Ce cheminement et ce constat sont personnels et ne prétendent pas représenter ceux d’autrui. Je n’ai pas pu pour diverses raisons me raccrocher à ce mouvement. Le  constat est ,pour moi,  amer : Que je le veuille ou non, je contribue à ce que mes profs du collège appelait «  la lutte des classes ». J’accepte que les smicards soient augmentés du moment que leur salaire ne se rapproche pas trop du mien. L’individualisme dans toute sa splendeur.

Mais pourquoi ? Pourquoi ce fossé entre mes valeurs et ce constat ?

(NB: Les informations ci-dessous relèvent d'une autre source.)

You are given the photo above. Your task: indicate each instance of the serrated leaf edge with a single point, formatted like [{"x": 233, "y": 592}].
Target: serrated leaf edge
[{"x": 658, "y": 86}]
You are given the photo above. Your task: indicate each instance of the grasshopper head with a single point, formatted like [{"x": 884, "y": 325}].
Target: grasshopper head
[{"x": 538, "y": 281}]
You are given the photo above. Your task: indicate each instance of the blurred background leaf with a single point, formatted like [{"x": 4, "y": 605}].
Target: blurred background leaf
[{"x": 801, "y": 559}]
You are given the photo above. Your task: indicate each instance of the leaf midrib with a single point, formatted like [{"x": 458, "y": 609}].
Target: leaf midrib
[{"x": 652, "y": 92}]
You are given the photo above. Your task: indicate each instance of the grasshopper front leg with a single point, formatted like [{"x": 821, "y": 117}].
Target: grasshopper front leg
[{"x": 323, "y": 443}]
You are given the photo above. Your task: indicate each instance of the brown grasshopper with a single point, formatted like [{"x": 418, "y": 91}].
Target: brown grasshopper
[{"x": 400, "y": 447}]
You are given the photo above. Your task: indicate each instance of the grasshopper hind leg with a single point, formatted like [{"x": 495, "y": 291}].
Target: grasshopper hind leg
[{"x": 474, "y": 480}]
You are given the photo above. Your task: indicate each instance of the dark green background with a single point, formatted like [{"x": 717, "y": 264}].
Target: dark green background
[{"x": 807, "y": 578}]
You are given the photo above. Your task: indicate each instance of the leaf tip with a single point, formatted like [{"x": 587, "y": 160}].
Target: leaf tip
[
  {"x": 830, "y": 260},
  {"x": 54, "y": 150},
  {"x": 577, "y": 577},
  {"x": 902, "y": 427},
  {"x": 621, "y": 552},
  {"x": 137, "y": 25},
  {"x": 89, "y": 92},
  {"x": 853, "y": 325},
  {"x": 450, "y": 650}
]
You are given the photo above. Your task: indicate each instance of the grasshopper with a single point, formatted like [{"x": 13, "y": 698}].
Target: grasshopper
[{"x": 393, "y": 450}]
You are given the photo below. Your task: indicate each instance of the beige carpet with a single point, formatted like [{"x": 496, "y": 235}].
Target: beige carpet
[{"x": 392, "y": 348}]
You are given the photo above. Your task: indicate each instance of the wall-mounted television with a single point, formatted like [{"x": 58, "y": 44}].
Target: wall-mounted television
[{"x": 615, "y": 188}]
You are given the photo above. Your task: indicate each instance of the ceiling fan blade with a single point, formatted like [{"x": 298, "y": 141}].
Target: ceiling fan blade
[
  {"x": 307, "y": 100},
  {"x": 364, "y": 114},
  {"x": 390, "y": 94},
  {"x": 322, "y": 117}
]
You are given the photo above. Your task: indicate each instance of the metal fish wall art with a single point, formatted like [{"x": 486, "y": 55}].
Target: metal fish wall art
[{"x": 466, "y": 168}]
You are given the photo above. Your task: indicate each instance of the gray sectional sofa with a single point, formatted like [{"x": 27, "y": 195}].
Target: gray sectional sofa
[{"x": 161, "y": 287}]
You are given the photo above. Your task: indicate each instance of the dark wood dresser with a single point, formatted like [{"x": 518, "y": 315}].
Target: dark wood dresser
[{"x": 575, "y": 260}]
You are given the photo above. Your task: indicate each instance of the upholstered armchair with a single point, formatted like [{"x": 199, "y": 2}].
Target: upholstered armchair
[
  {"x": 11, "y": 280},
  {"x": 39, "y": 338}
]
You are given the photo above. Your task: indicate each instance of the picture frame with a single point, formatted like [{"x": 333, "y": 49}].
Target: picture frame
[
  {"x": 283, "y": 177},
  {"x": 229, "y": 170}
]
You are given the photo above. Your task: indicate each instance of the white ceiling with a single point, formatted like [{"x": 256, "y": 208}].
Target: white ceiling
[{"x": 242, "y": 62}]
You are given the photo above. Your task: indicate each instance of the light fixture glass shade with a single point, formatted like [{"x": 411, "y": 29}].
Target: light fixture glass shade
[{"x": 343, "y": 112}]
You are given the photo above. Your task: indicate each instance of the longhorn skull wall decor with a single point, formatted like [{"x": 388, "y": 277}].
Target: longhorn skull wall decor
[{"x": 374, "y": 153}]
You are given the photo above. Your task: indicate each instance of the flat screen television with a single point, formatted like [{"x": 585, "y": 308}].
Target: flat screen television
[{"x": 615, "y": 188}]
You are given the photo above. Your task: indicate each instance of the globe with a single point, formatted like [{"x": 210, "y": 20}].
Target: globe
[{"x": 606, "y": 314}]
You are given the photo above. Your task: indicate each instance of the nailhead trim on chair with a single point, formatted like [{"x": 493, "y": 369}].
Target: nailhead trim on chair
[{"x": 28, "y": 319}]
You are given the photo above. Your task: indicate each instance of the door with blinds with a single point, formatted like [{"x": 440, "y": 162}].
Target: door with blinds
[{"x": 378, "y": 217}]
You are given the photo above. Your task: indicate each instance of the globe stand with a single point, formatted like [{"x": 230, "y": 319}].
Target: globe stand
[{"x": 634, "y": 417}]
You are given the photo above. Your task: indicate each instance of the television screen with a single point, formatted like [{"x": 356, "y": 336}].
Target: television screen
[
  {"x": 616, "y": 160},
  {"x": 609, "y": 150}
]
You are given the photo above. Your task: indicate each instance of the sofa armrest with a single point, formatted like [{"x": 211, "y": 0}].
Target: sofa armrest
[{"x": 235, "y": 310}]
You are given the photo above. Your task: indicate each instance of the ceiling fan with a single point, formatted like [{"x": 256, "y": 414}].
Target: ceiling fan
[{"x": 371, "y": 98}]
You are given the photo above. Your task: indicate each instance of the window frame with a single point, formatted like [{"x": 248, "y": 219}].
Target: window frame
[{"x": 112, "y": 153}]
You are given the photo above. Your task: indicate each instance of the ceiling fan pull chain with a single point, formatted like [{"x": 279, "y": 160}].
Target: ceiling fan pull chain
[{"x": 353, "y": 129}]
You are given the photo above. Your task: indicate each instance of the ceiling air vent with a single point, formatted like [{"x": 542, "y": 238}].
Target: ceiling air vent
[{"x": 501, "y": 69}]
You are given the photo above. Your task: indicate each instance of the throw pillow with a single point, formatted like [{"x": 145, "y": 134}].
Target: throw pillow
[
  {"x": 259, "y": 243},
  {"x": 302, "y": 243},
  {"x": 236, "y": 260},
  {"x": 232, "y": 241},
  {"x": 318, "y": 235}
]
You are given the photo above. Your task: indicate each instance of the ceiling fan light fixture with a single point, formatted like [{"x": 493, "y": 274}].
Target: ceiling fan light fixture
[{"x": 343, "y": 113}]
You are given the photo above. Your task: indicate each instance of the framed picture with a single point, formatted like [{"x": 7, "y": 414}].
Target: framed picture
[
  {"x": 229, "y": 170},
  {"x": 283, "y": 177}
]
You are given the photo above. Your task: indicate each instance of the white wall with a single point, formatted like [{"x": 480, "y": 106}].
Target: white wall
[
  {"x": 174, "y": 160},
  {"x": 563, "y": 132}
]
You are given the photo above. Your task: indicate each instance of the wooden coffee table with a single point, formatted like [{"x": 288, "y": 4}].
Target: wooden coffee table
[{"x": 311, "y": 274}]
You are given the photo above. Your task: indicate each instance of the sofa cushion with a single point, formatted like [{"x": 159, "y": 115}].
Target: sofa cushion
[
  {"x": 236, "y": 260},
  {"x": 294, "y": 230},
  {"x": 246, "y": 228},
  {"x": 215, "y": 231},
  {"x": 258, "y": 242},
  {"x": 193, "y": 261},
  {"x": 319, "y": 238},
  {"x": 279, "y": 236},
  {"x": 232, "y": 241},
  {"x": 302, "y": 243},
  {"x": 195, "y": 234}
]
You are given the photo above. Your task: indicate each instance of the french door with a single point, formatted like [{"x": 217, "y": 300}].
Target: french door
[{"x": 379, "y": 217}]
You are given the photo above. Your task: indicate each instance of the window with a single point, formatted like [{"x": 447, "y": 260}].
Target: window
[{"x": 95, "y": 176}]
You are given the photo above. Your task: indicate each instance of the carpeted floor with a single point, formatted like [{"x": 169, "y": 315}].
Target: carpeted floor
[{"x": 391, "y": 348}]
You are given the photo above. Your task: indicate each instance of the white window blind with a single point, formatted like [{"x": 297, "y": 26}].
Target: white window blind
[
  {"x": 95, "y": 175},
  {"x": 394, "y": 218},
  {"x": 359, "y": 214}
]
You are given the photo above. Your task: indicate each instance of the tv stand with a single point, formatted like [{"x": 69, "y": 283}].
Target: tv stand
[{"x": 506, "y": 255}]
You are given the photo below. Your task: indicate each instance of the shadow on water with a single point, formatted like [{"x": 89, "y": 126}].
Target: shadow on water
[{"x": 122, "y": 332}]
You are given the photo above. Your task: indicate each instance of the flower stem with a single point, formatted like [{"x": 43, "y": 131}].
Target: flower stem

Je me rappelle que maman nous a élevés seule. La misère, on l’a connue. Elle s’est privée pour que nous prenions « l’ascenseur social ». Quelle fierté de dire que sa fille est prof et quel plaisir de la voir s’en vanter. Elle le mérite. Tant de sacrifices qui n’auraient servi à rien ? Je ne peux pas lui enlever cela. « Ascenseur social », «  Déclassement », «  numéro de classification des professions de l’Insee ». La promesse de la République est fondée in fine sur une classification des individus.

Je n’éprouve aucune condescendance envers mes concitoyens. Aucun mépris. S’extraire de la misère est un processus fastidieux. Eviter d’y entrer ou éviter d’y retourner est un enjeu viscéral qui dépasse, à mon sens,  dans notre société,  les valeurs d’égalité et de fraternité. C’est en soi une question de survie. Notre société est malade , gravement malade.